Created 12-17-2015 12:08 PM
Hi All,
I have a scenario where I have to do sum(column x) for month range and sum (column x) for a range of year and insert both the records into the next table, listing with example
example: sale_id,saleValue,date
1,1000,2015/12/14
2,2000,2015/11/01
3,3000,2015/12/01
4,4000,2015/01/01
Here when we try for this month the output is sum(salevalue) for id's 1 and 3, and for last year it's sum(salevalue) for id's 1,2,3 and 4
And I have to insert both the values in to next table
Appreciate your help
Created 12-22-2015 09:44 PM
You should look to GROUP BY WITH CUBE and ROLLUP to get multiple levels of aggregation in a single pass through the data. Take a look at https://cwiki.apache.org/confluence/display/Hive/E... for the documentation.
Here's a query that will get you what you want.

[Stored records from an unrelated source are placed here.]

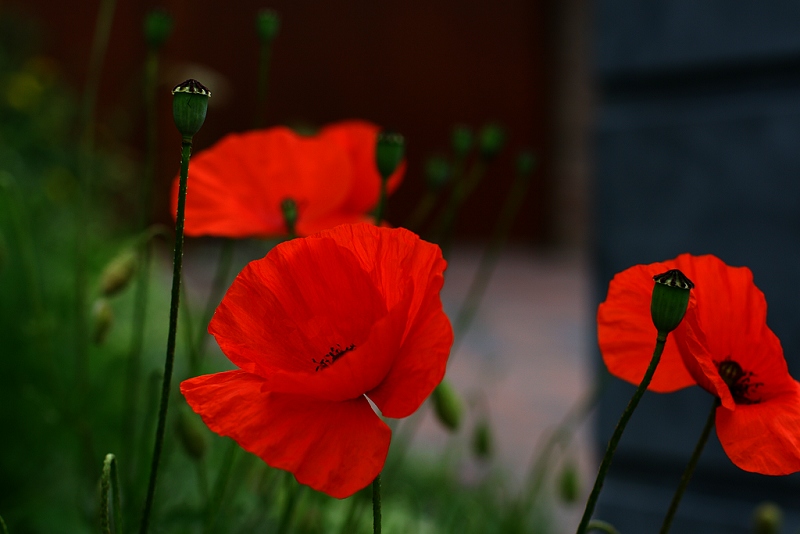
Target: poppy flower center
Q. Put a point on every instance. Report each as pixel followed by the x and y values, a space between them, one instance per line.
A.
pixel 739 382
pixel 334 354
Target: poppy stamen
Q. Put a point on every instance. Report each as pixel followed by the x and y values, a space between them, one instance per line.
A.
pixel 739 381
pixel 334 354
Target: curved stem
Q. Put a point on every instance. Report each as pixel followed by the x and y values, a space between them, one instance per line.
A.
pixel 218 286
pixel 615 437
pixel 376 505
pixel 186 151
pixel 110 482
pixel 687 473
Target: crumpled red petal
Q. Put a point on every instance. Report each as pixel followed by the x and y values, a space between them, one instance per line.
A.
pixel 334 447
pixel 764 438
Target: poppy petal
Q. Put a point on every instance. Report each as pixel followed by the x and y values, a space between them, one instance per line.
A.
pixel 334 447
pixel 290 308
pixel 627 336
pixel 764 437
pixel 732 309
pixel 420 365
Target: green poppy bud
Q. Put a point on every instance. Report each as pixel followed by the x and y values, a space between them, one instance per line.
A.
pixel 190 434
pixel 289 209
pixel 447 405
pixel 482 444
pixel 526 163
pixel 102 320
pixel 157 27
pixel 267 25
pixel 569 483
pixel 119 272
pixel 670 300
pixel 189 106
pixel 462 141
pixel 389 152
pixel 492 139
pixel 437 172
pixel 767 518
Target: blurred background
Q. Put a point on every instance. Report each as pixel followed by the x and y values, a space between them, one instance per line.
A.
pixel 659 128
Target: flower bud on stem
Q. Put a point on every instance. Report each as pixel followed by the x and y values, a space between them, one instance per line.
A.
pixel 668 306
pixel 190 102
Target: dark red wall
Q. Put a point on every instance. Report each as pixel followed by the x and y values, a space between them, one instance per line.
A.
pixel 416 66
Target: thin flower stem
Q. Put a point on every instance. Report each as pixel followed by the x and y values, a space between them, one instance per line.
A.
pixel 110 482
pixel 661 339
pixel 602 526
pixel 218 287
pixel 376 505
pixel 265 56
pixel 491 255
pixel 186 152
pixel 290 505
pixel 380 212
pixel 445 223
pixel 687 473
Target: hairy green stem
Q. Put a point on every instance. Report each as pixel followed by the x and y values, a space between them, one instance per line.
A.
pixel 615 437
pixel 186 151
pixel 264 58
pixel 445 224
pixel 687 473
pixel 491 255
pixel 110 482
pixel 380 212
pixel 376 505
pixel 602 526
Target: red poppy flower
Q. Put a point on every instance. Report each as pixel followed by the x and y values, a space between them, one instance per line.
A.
pixel 319 328
pixel 722 345
pixel 236 187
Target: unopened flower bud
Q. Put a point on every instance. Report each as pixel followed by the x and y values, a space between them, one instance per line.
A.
pixel 482 445
pixel 190 434
pixel 462 141
pixel 447 405
pixel 569 484
pixel 437 172
pixel 492 139
pixel 118 273
pixel 157 28
pixel 102 320
pixel 189 106
pixel 767 518
pixel 526 163
pixel 268 24
pixel 670 300
pixel 289 209
pixel 389 152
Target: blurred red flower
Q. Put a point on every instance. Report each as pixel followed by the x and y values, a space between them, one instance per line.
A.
pixel 318 328
pixel 723 345
pixel 236 187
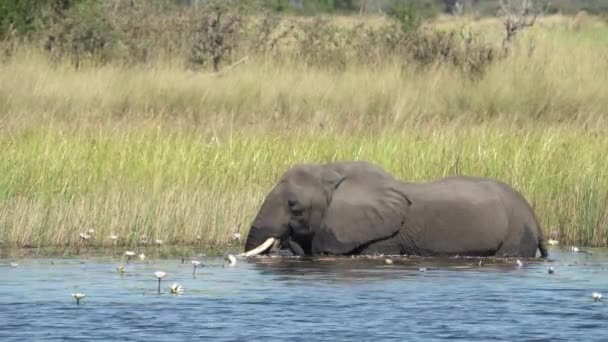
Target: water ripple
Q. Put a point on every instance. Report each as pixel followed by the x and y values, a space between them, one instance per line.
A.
pixel 338 299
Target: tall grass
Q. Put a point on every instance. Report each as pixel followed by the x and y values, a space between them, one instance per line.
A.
pixel 177 187
pixel 160 152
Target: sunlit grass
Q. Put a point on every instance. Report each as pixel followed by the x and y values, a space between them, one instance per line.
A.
pixel 179 187
pixel 157 152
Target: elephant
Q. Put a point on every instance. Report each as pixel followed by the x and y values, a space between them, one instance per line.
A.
pixel 357 208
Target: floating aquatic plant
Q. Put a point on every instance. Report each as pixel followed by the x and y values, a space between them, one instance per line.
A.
pixel 176 288
pixel 159 275
pixel 129 254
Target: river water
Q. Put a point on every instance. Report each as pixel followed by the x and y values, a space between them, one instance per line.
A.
pixel 291 299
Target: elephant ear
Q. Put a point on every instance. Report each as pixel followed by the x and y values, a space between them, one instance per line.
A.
pixel 361 211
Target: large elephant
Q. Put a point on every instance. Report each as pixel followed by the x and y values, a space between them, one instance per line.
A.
pixel 347 208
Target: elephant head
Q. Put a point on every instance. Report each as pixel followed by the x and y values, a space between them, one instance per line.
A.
pixel 328 209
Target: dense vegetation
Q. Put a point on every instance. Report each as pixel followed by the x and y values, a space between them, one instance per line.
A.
pixel 172 123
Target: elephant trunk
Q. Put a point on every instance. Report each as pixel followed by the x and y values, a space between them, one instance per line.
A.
pixel 259 249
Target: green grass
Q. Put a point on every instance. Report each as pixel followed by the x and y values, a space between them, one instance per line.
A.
pixel 161 152
pixel 176 187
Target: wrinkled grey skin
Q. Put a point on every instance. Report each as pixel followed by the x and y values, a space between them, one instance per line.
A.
pixel 350 208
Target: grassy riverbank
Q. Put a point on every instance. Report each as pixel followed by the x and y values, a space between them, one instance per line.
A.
pixel 158 151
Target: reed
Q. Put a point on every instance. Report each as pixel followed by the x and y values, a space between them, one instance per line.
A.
pixel 177 187
pixel 158 151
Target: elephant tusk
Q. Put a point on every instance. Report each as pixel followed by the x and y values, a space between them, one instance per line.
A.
pixel 261 248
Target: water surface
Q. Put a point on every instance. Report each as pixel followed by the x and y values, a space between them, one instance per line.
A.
pixel 291 299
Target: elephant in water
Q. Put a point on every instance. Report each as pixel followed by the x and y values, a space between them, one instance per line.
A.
pixel 347 208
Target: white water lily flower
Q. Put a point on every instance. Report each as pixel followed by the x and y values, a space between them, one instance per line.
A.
pixel 231 259
pixel 176 288
pixel 78 296
pixel 160 275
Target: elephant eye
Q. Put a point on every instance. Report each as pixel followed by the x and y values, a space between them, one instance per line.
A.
pixel 296 211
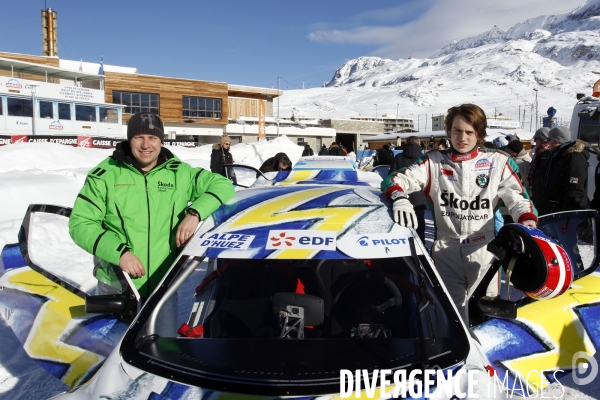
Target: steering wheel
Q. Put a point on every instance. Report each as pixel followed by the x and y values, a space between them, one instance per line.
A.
pixel 371 295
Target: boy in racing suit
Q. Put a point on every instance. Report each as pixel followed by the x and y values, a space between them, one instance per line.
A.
pixel 464 185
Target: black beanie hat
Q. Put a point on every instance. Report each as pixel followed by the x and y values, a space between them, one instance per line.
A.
pixel 145 123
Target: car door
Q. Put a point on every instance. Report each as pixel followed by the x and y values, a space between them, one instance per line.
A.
pixel 553 335
pixel 45 284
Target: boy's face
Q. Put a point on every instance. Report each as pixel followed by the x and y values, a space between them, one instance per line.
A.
pixel 462 135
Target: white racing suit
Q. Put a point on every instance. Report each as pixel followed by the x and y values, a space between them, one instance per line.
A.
pixel 463 190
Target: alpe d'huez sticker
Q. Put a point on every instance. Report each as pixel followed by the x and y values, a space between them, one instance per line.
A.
pixel 287 239
pixel 226 240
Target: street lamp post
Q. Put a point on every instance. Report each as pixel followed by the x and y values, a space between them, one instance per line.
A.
pixel 33 87
pixel 536 112
pixel 397 105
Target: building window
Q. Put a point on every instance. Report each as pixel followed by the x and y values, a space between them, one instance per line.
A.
pixel 19 107
pixel 200 107
pixel 85 113
pixel 136 102
pixel 108 115
pixel 46 109
pixel 64 111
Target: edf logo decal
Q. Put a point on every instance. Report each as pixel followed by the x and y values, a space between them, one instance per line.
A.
pixel 297 239
pixel 384 239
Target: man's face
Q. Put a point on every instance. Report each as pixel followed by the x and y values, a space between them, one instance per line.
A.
pixel 554 144
pixel 145 149
pixel 462 135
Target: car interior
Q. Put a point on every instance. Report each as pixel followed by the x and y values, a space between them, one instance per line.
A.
pixel 313 299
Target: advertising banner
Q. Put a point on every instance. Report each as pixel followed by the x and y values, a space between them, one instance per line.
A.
pixel 81 141
pixel 19 139
pixel 262 132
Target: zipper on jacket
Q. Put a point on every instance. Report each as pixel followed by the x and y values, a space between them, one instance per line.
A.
pixel 148 204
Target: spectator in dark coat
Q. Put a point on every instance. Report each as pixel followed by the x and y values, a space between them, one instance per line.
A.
pixel 384 156
pixel 335 150
pixel 411 153
pixel 565 180
pixel 343 148
pixel 221 155
pixel 431 143
pixel 537 170
pixel 279 162
pixel 307 151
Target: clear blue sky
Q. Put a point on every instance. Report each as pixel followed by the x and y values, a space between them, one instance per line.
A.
pixel 252 42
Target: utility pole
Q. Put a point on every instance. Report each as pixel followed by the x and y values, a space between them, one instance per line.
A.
pixel 397 105
pixel 536 110
pixel 531 119
pixel 33 88
pixel 278 96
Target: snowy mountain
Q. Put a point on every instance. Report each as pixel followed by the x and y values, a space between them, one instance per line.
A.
pixel 559 55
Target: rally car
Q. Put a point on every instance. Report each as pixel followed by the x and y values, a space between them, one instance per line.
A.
pixel 301 275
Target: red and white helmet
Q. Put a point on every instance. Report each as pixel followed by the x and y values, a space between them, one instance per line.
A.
pixel 535 263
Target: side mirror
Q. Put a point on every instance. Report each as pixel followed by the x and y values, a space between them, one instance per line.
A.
pixel 118 305
pixel 106 304
pixel 497 308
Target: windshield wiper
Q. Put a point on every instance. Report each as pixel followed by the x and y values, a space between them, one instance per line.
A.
pixel 422 298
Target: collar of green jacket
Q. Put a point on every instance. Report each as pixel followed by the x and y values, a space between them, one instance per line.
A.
pixel 123 153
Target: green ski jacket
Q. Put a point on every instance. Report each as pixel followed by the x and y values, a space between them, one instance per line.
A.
pixel 120 208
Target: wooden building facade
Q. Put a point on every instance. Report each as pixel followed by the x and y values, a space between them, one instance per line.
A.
pixel 189 108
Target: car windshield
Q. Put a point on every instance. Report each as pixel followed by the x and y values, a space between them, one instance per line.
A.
pixel 281 318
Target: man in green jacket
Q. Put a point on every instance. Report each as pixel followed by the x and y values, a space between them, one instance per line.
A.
pixel 133 212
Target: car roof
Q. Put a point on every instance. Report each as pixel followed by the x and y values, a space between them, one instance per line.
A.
pixel 324 163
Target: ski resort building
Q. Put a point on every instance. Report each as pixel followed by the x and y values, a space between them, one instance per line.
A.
pixel 46 95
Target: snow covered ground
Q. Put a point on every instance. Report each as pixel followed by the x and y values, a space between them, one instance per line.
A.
pixel 53 174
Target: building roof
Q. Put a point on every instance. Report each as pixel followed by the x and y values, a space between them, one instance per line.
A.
pixel 242 91
pixel 46 70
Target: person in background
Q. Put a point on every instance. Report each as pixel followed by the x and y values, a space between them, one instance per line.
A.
pixel 411 153
pixel 537 169
pixel 565 179
pixel 279 162
pixel 464 184
pixel 138 206
pixel 500 142
pixel 307 151
pixel 221 155
pixel 383 156
pixel 343 148
pixel 515 149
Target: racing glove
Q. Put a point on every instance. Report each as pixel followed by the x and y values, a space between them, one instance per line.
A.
pixel 403 210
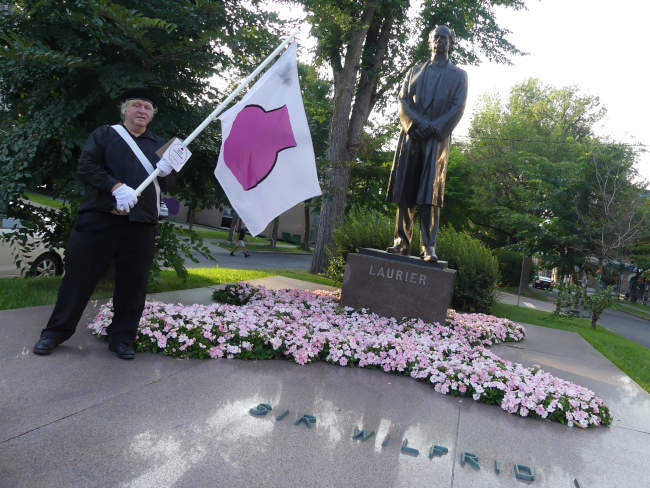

You can filter the results from there.
SELECT SUM(saleValue), yr, yrmo FROM ( SELECT sale_id, saleValue, SUBSTR(`date`,1,4) AS yr, SUBSTR(`date`,1,7) AS yrmo FROM detaildata ) a GROUP BY yr, yrmo WITH ROLLUP
The result you get looks like this:
totalSaleValue yr yrmo 10000 10000 2015 4000 2015 2015/01 2000 2015 2015/11 4000 2015 2015/12
You can get at the yearly totals by filtering "WHERE yrmo IS NULL" or the December total with "WHERE yrmo = '2015/12'"
Created 12-17-2015 01:35 PM
Try two options below. It will read your source table just once and will create 2 lines:
create external table test_groupby (sale_id string, salevalue double, datex string) row format delimited fields terminated by ',' stored as textfile location '/tmp/groupby' ; select * from test_groupby; select inline( array( named_struct('type', 'month', 'value', sum(case when substr(datex, 1,7) = '2015/12' then salevalue end)), named_struct('type', 'year', 'value', sum(case when substr(datex, 1,4) = '2015' then salevalue end)) )) from test_groupby ;
create external table test_groupby (sale_id string, salevalue double, datex string) row format delimited fields terminated by ',' stored as textfile location '/tmp/groupby' ; select * from test_groupby; drop table test_groupby_result; create table test_groupby_result (value double) partitioned by (type string) ; from test_groupby insert into table test_groupby_result partition (type = 'month') select sum(salevalue) where substr(datex, 1,7) = '2015/12' insert into table test_groupby_result partition (type = 'year') select sum(salevalue) where substr(datex, 1,4) = '2015' ; select * from test_groupby_result;
Created 12-18-2015 11:46 AM
Thank you very much @Guilherme Braccialli I will try to implement this logic
Will let you know updates
Created 12-22-2015 09:44 PM
You should look to GROUP BY WITH CUBE and ROLLUP to get multiple levels of aggregation in a single pass through the data. Take a look at https://cwiki.apache.org/confluence/display/Hive/E... for the documentation.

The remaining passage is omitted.